そこでは今もゲール人やクロムウェルの時代のように
雨と晴れのリズムに従って
馬の歩のリズムに従って生きている
湖にいる怪物を信じる者たちもいる
夏のある夜それは浮かび上がって泳ぎ
また湖底に沈んでいく
そこにはよその地から人々がやってくる
魂の休息を求めて、そしてより良い味わいを求めて
そこでは人々はずっと信じている
いつかアイルランド人たちがひとつの十字架のもとに
平和を築く日が来ることを、その日は近いということを

コネムラの里では
誰もが戦争の報いを知っている
コネムラの里で人々は
ウェールズ人たちの言う平和も
イングランドの王たちの言う平和も
受けつけないのだ


とまあ、講釈師見てきたような、のアイルランド湖水地方讃歌であり、1981年という時期は北アイルランド紛争が終結するまでまだまだ遠かった頃に発表された歌にしてはかなりはっきりした政治的(反英的・反プロテスタント的)ポジションが歌詞にも現れている。"反英的"と書いてしまったが、録音は(バグパイプバンドと合唱団を加えた)ロンドン交響楽団(LSO London Symphony Orchestra)がバッキングしている豪華シンフォニックなもので、出来上がりは6分2秒という長さになった。サルドゥーはこの長さに、これはシングルに向かないとアルバム内(サルドゥー10枚めアルバム"Les Lacs du Connemara" 1981年7月リリース、150万枚のセールス)での発表にとどめておこうと思ったが、心変わりして1981年12月にシングル盤としてリリース。たちまちチャート1位、シングル売上枚数200万枚に達した。

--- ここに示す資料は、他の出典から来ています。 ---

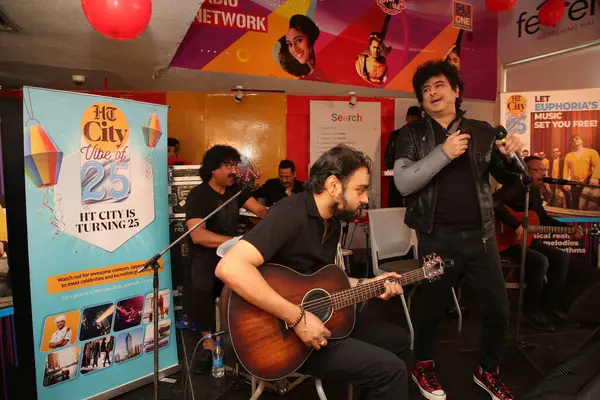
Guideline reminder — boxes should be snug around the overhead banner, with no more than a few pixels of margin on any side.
[500,89,600,267]
[309,100,381,208]
[498,0,600,64]
[23,87,178,399]
[171,0,498,100]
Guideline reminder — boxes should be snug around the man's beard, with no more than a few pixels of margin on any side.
[331,195,360,221]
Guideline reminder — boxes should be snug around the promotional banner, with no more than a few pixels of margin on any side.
[500,89,600,266]
[498,0,600,64]
[309,100,381,207]
[23,87,178,399]
[171,0,498,100]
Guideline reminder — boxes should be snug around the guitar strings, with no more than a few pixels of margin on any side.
[302,269,424,313]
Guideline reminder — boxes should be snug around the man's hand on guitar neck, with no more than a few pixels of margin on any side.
[294,311,331,350]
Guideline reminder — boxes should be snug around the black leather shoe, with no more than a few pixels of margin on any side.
[546,310,579,328]
[523,309,556,333]
[194,349,212,375]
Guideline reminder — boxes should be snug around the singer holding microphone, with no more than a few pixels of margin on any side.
[494,156,582,332]
[184,145,267,373]
[394,61,522,400]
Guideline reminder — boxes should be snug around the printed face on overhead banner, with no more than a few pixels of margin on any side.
[498,0,600,64]
[23,87,177,399]
[500,89,600,265]
[171,0,498,100]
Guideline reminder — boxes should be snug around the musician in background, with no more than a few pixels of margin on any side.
[252,160,304,207]
[494,156,582,332]
[184,145,267,373]
[216,145,408,400]
[394,61,522,400]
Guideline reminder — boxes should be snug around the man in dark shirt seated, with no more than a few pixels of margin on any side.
[216,145,408,400]
[252,160,304,207]
[494,156,581,332]
[184,145,267,373]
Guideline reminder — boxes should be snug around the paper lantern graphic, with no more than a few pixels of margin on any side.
[142,112,162,148]
[25,125,63,188]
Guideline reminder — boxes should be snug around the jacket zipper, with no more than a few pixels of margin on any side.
[467,120,487,245]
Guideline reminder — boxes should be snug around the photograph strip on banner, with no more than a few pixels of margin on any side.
[309,100,381,208]
[23,87,178,399]
[500,89,600,267]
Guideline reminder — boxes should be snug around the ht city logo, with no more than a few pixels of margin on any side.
[517,0,596,38]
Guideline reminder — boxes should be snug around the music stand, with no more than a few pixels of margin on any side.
[138,190,242,400]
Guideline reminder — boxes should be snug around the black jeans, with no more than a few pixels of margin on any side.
[300,312,409,400]
[502,240,569,311]
[415,229,509,371]
[183,255,223,333]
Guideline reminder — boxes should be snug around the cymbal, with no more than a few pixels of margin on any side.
[217,236,242,257]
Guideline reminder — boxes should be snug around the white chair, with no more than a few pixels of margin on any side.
[368,207,462,350]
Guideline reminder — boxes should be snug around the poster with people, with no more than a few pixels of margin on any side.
[171,0,498,100]
[23,87,178,399]
[500,89,600,265]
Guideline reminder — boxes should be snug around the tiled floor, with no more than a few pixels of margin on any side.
[119,282,593,400]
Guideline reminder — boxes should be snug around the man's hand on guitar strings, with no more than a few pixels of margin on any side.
[294,311,331,350]
[372,272,404,300]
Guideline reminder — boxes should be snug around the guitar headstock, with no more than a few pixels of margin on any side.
[423,253,444,282]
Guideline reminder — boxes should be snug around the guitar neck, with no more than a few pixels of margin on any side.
[305,268,425,311]
[527,225,577,234]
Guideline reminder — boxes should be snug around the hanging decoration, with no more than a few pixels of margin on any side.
[538,0,565,26]
[485,0,517,12]
[81,0,152,40]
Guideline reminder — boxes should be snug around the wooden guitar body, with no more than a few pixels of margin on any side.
[220,264,355,381]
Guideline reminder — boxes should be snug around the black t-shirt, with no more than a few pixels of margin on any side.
[242,192,341,274]
[185,182,250,259]
[431,118,481,229]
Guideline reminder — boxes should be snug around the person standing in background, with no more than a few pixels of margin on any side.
[384,106,423,207]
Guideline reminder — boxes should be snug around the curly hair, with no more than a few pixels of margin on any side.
[413,60,464,108]
[277,14,321,77]
[200,144,242,182]
[306,144,372,194]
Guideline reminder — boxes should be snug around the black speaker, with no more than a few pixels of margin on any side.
[523,330,600,400]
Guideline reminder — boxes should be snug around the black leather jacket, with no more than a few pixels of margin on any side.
[396,111,519,241]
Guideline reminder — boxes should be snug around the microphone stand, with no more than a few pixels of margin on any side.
[138,190,242,400]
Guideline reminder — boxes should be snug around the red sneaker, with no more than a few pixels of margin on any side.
[473,367,514,400]
[411,360,446,400]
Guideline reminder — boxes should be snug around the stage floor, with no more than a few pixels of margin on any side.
[118,288,594,400]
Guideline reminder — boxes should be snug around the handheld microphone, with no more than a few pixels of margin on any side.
[495,125,533,185]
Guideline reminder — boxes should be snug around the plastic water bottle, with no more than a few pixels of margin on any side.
[212,339,225,378]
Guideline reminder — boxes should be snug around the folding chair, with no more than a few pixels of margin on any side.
[369,207,462,350]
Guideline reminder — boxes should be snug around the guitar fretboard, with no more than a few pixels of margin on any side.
[304,268,432,313]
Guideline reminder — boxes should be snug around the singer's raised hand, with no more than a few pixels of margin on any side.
[496,132,523,157]
[442,131,471,160]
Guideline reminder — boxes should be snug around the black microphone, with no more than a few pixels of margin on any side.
[494,125,533,185]
[542,177,581,186]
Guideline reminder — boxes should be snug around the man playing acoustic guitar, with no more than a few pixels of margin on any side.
[494,156,582,332]
[216,145,408,400]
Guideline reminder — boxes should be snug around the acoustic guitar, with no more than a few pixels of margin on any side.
[220,254,444,381]
[496,206,600,252]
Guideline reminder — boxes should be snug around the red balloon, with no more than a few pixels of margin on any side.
[485,0,517,12]
[81,0,152,40]
[538,0,565,26]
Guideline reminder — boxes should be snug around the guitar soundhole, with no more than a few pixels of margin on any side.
[302,289,333,323]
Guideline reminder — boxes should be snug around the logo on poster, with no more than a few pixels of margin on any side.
[516,0,596,39]
[377,0,406,15]
[80,103,131,204]
[452,1,473,31]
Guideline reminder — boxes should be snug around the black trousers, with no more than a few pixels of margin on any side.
[502,240,569,311]
[415,229,509,371]
[183,255,224,332]
[300,310,409,400]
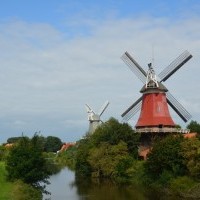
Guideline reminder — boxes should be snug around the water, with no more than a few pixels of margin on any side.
[43,168,178,200]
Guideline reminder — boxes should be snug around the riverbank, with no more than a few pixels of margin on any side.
[0,161,42,200]
[0,162,14,200]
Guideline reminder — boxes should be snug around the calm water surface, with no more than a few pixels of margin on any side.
[43,168,177,200]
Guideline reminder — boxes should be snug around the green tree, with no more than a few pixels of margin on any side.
[6,135,49,192]
[145,135,186,182]
[187,120,200,134]
[181,138,200,179]
[75,138,92,176]
[91,118,140,158]
[7,137,22,143]
[88,141,128,177]
[44,136,62,152]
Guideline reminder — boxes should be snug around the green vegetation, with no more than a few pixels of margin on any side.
[55,146,77,170]
[6,135,50,192]
[44,136,62,152]
[187,120,200,134]
[0,161,14,200]
[58,118,200,199]
[75,118,139,178]
[0,118,200,200]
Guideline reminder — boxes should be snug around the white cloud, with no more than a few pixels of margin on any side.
[0,17,200,143]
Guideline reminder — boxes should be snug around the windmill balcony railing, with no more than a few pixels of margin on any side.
[135,127,190,133]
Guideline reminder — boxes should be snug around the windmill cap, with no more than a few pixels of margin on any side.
[140,82,168,93]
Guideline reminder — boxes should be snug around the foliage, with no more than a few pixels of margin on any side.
[88,142,128,177]
[170,176,197,193]
[187,120,200,134]
[75,138,91,176]
[6,135,49,192]
[11,180,42,200]
[55,146,77,170]
[145,135,186,182]
[91,118,140,158]
[44,136,62,152]
[181,138,200,179]
[0,162,13,200]
[7,137,22,144]
[75,118,140,177]
[0,145,8,161]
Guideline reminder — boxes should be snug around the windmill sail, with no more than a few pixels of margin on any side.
[121,51,147,83]
[158,51,192,82]
[121,51,192,122]
[121,97,142,121]
[166,92,192,122]
[98,101,109,116]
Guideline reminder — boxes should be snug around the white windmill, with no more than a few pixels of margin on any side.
[85,101,109,134]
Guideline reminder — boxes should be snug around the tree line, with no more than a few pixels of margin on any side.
[68,118,200,198]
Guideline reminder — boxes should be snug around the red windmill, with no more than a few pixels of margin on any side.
[122,51,192,133]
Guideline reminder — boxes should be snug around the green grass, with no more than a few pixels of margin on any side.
[0,162,14,200]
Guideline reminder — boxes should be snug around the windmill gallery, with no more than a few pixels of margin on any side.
[86,51,195,158]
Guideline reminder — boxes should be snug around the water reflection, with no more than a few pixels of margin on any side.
[43,168,178,200]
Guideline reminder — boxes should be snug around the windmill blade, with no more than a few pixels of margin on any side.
[85,104,95,114]
[158,51,192,82]
[98,101,109,116]
[166,92,192,122]
[121,97,142,121]
[121,51,147,83]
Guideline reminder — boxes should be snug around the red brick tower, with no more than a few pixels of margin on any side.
[135,65,175,129]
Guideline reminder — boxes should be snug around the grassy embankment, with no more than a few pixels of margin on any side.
[0,161,42,200]
[0,162,14,200]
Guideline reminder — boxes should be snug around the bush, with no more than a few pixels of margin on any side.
[11,180,42,200]
[6,135,49,192]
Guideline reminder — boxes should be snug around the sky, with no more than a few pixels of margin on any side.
[0,0,200,143]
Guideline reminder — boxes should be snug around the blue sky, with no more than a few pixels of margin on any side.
[0,0,200,142]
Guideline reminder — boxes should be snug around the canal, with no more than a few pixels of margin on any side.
[43,168,178,200]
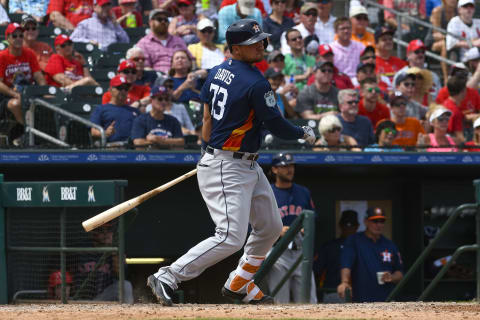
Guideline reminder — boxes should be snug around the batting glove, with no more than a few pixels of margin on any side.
[302,126,317,144]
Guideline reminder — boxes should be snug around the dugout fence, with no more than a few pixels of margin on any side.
[0,174,127,304]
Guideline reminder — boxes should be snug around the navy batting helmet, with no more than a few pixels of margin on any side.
[272,152,295,167]
[225,19,271,51]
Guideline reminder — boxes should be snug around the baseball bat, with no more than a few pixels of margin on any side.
[82,169,197,232]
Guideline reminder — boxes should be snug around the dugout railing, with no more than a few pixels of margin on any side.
[387,180,480,303]
[255,210,315,303]
[0,174,128,304]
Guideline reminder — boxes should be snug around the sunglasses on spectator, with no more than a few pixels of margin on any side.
[327,127,342,133]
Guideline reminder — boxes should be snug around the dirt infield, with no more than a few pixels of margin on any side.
[0,302,480,320]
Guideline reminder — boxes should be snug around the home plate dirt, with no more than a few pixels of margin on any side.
[0,302,480,320]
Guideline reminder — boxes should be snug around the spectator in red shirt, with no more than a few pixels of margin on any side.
[307,44,354,90]
[47,0,93,30]
[102,60,152,112]
[375,26,407,91]
[22,14,53,70]
[45,34,98,90]
[112,0,143,28]
[0,23,46,141]
[358,78,390,129]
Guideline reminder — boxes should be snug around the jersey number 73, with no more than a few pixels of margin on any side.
[210,83,228,120]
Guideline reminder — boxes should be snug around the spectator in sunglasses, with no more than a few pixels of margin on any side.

 このメガヒットであるから、フランス人はこのコネマラという見知らぬ地にがぜん興味を抱き、旅心を刺激され、アイルランドのコネマラ国立公園はフランス人観光客が年間に35万人訪れる、大人気スポットになってしまったのである。この件でサルドゥーは後年アイルランド政府から感謝の象徴として「コネマラの鍵」というのを授与されている。こんなそんなでコネマラを持ち上げることになってしまった当のサルドゥーが、初めてコネマラの地を訪れたのは1987年(つまり曲の録音から6年後)のことであった。
 またこの歌は後年まったく別の進化をとげて、(仏語ウィキペディアによると)2000年代頃からにわかに大学や専門校の年度末セレモニー(学位授与式)での定番音楽となり、とりわけゆっくりしたリズムと早いリズムの入れ替わりに乗って盛り上がっていく曲調が好まれ、パーティー最後のお開き音楽として重宝されたのである。また別方面では結婚披露パーティーのケーキ入場時の音楽として定着し、この音楽が始まると列席者全員が立ち上がってテーブルナプキンを頭上でぐるぐる回すという、(いつから始まったのかわからないが)昨今の結婚式のお決まりのクライマックスシーンが展開するのである...。
 最初に紹介したニコラ・マチューの新作小説『コネマラ』は、歌の内容やサルドゥーのことではなく、そういう学生コンパや結婚パーティーで何度もこの「コネマラ」を聞き、人生の場面に流れてしまって耳について離れない音楽となってしまった世代の男女のことを書いたもののようなのだ。追って紹介します。